Christina Rossetti’s interest in the interplay between art and poetry also informed her meticulous involvement in the publication of her work. She understood that the unity of her poetry with its illustrations, typography, layout, and bookbinding could elevate not just her commercial success but the intended meaning and aesthetic experience of her poems as well.

Christina Rossetti: Illustration by Dante Gabriel Rossetti and prose by Christina Rossetti, Goblin Market and other Poems, 1865. The British Library.

Illustration by Dante Gabriel Rossetti and prose by Christina Rossetti, Goblin Market and other Poems, 1865. The British Library.

The Artistic and Poetic Impact of Goblin Market

At once a Victorian nursery rhyme and a timeless erotic tale, Christina Rossetti’s Goblin Market is among her best-known and most controversial poems. Goblin Market was first published in 1862 in Rossetti’s critically-acclaimed debut poetry volume. The long narrative poem tells the story of two sisters, Laura and Lizzie, and their fantastical encounter with the forbidden goblin fruit.

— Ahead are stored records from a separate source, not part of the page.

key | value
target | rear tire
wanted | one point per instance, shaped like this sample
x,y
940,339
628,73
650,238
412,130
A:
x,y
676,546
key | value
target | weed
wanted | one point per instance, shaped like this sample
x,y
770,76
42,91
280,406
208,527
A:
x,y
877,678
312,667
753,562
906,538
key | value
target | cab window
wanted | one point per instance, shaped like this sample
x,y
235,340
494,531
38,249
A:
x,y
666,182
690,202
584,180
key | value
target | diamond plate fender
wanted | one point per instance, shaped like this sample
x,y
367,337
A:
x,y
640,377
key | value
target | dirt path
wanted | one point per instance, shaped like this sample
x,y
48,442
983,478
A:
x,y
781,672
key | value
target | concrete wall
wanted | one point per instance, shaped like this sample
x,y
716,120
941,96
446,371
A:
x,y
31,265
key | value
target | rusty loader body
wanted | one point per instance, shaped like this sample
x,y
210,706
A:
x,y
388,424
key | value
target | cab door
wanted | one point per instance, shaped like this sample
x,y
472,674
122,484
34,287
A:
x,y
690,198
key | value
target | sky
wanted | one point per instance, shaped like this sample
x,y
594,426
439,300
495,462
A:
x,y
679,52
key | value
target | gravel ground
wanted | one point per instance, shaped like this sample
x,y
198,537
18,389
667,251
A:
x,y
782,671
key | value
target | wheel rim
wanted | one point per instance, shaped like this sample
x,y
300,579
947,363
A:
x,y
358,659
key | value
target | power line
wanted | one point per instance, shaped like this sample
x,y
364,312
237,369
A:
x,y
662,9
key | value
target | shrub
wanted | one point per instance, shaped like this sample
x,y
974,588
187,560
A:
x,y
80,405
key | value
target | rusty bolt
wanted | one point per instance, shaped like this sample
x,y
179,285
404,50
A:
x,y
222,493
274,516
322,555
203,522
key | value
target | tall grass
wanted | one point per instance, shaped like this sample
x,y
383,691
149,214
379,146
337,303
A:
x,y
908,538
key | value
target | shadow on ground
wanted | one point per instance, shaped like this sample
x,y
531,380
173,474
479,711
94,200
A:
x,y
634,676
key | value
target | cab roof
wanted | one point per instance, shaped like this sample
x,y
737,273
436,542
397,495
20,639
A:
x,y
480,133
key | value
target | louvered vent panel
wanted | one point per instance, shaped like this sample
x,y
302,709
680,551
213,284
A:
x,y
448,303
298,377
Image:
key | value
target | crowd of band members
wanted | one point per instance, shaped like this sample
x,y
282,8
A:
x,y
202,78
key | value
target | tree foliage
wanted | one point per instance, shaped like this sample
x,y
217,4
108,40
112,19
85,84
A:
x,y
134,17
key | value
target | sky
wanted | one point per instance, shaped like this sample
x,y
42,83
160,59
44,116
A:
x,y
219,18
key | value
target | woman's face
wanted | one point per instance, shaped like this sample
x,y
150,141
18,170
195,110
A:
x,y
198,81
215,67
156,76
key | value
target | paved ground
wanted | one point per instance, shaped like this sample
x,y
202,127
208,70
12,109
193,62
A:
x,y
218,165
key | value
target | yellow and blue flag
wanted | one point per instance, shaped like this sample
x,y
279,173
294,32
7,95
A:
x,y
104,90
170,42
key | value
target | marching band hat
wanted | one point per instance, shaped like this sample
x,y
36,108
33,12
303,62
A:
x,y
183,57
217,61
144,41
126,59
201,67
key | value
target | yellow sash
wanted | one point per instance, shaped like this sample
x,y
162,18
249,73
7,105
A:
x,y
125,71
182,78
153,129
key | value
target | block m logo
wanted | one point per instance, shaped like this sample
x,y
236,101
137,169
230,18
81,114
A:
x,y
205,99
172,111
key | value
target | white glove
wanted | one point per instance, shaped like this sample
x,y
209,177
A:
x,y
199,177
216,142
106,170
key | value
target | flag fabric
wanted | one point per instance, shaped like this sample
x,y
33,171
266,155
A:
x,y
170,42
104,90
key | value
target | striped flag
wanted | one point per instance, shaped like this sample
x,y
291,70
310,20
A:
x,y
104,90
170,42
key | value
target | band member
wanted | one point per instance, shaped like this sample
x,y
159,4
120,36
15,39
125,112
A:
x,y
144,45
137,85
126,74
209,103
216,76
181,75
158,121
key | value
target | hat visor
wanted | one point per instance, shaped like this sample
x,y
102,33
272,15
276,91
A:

Dante Gabriel Rossetti’s woodcut illustrations for the first edition of Goblin Market weren’t merely a product of convenience. Rather, his visual contributions create an intentional and rich collaboration with his sister’s prose. The distinctive Pre-Raphaelite aesthetic of Dante Gabriel’s illustrations—centering a sensuous subject amidst highly-detailed, decorative surroundings—harmonizes with the intimate tone, sensory details, and sexual undertones of Christina’s verse.

The Rossettis’ collaboration was only the beginning of Goblin Market‘s impact. The poem inspired countless literary and artistic interpretations after its publication, including a 1973 feature in Playboy Magazine with illustrations by Japanese-American fantasy artist Kinuko Y. Craft.

Christina Rossetti: John Brett, Portrait of Christina Rossetti, 1857, private collection. The Victorian Web.

John Brett, Portrait of Christina Rossetti, 1857, private collection. The Victorian Web.

Christina Rossetti’s Artistic and Poetic Influence

The interweaving of art and poetry is a hallmark of the Pre-Raphaelite Brotherhood’s artistic and literary output and the movement’s historical legacy. This notion is also at the heart of other avant-garde innovations, including Walter Pater’s philosophies on aestheticism and William Morris’s Kelmscott Press. 

Christina Rossetti was a vital contributor to these aesthetic developments. She wrote poetry that transcended the page and inspired art that broke boundaries. And most importantly, she masterfully weaved together the separate threads of art and poetry to holistically explore and express her creative vision.

Today, Christina Rossetti rightfully remains a crucial influence on art, poetry, and the space in between.